8. Clear Instructions based on informed decision-making

9. Professionalism

10. Honesty and Integrity

11. Regular and Accessible Communication

12. Confidentiality and Anonymity

13. Transparency and Sharing of Information

14. Enhancing Legal and Specialised Knowledge of our Clients and Partners

15. Inter-Disciplinary Enriched Problem Solving Collaboration

16. Pursuit of Cross-Cultural Competency

17. Avoiding Conflicts of Interest

18. Continuity and Longevity

19. Maintain Objectivity and Independence

20. Self-Reflection

21. Accountability

22. Compliance with Rules of the Profession

There are three further parts of the policy I found particularly interesting:

  • an initial and explicit reference to reflection as a critical aspect of CALS’s work;
  • the statement of benefits for lawyers of effective community engagement; and
  • the discussion of the international and domestic law foundations of the “right to participate”.

Firstly, CALS explicitly incorporates critical reflection as an integral component of its work.
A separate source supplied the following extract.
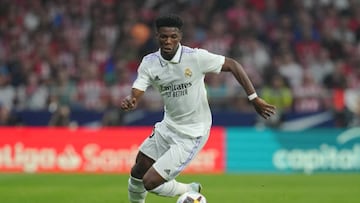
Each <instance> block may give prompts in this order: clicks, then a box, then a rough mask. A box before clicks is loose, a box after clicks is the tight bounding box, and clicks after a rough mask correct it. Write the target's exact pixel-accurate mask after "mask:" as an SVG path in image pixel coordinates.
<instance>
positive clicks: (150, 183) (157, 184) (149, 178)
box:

See, in the introduction to the policy at page 9:

“CALS approaches its work through rigorous research, client engagement, advocacy, and creative lawyering. Increasingly, CALS has identified a fourth component of our work, namely, critical self-reflection to ensure that we are doing the ‘right work’ and that we are doing the ‘work right’.”

The implication is that this policy has emerged out of this reflective approach to legal practice. The policy goes on to state that while many of its principles are intuited and practised by lawyers, there have been few attempts to articulate them as a whole.
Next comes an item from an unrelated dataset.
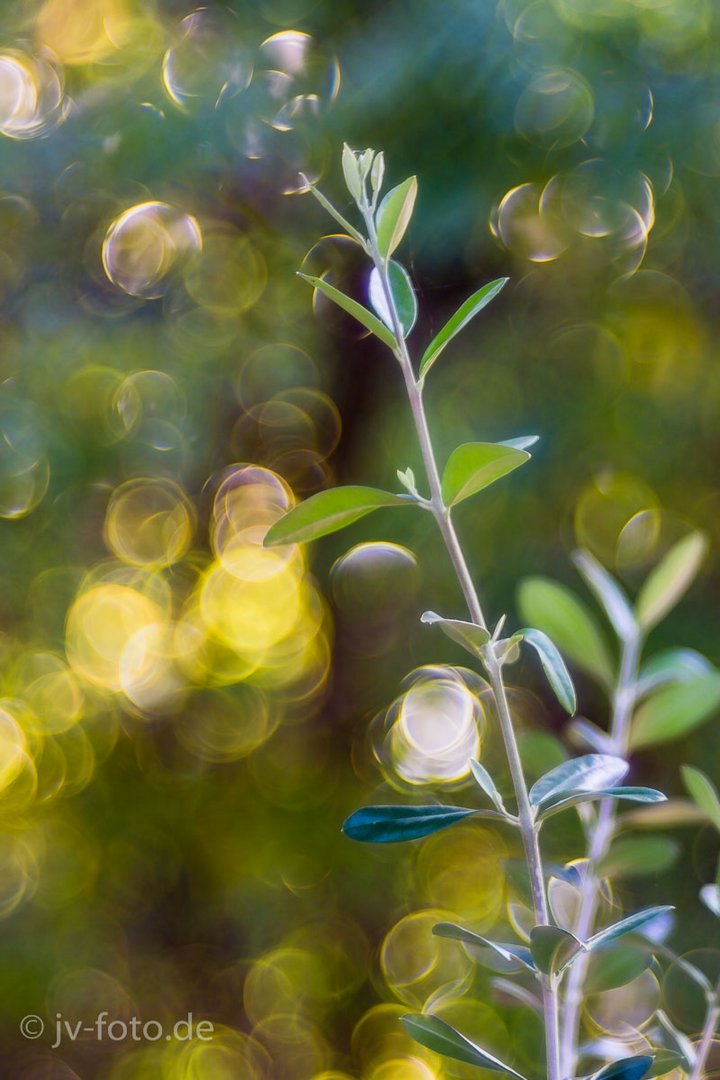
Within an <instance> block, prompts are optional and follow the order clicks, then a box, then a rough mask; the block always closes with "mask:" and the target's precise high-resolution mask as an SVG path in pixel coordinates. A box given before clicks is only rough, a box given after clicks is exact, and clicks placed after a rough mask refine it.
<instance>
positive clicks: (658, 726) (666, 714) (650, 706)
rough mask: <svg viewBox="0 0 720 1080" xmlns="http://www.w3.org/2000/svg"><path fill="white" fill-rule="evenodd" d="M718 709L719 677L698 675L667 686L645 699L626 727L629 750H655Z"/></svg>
mask: <svg viewBox="0 0 720 1080" xmlns="http://www.w3.org/2000/svg"><path fill="white" fill-rule="evenodd" d="M719 706H720V674H718V673H717V672H712V673H711V674H709V675H701V676H699V677H697V678H694V679H692V680H691V681H690V683H678V684H677V685H676V686H668V687H665V688H663V689H662V690H660V691H658V692H657V693H655V694H653V697H652V698H648V700H647V701H643V703H642V704H641V705H640V707H639V708H638V711H637V713H636V714H635V717H634V719H633V725H631V727H630V747H631V748H633V750H639V748H640V747H641V746H655V745H657V744H658V743H664V742H669V741H670V740H673V739H679V738H680V735H684V734H688V732H689V731H692V730H693V728H696V727H698V726H699V725H701V724H703V723H704V720H707V719H709V717H710V716H711V715H712V714H714V713H715V712H717V710H718V707H719Z"/></svg>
Secondly, the benefits of effective engagement are listed as (pp 12-13):

  • responsiveness: if you engage effectively with your client(s), you are more likely to be responding to their actual needs;
  • legitimacy: similarly, your strategy will likely have greater legitimacy with the clients that you work with, as well as among the public at large;
  • leadership (capacity building): by effective engagement with your clients, there is the possibility of building leadership capacity within the community to drive further social change.

Thirdly, CALS steps through the international and domestic legal foundations for why effective engagement and participation of clients in the legal process is important to human rights legal practice. The discussion of the South African Supreme Court’s comments in the Doctors for Life International v Speaker of the National Assembly et al. (2006) case captures this well in the South African context:

‘Ngcobo J. underscored the historical origins of ‘people’s power’ as an alternative to the undemocratic system of apartheid, and that those processes became the foundation for a constitutional obligation of participatory democracy – not just ‘legislative etiquette or good governmental manners.’16 The Court suggested multiple ways through which to meet this obligation: through: public education that builds capacity for people’s participation; access to information; access to law-making structures and processes; and the facilitation of learning and understanding in order to achieve meaningful involvement. Sachs J. identified the importance of public participation for people who had been the victims of processes of ‘historical silencing,’ noting the importance of their voices being heard, and for those who lack higher education, access to resources and strong political connections.17’

An interesting document, well worth a look.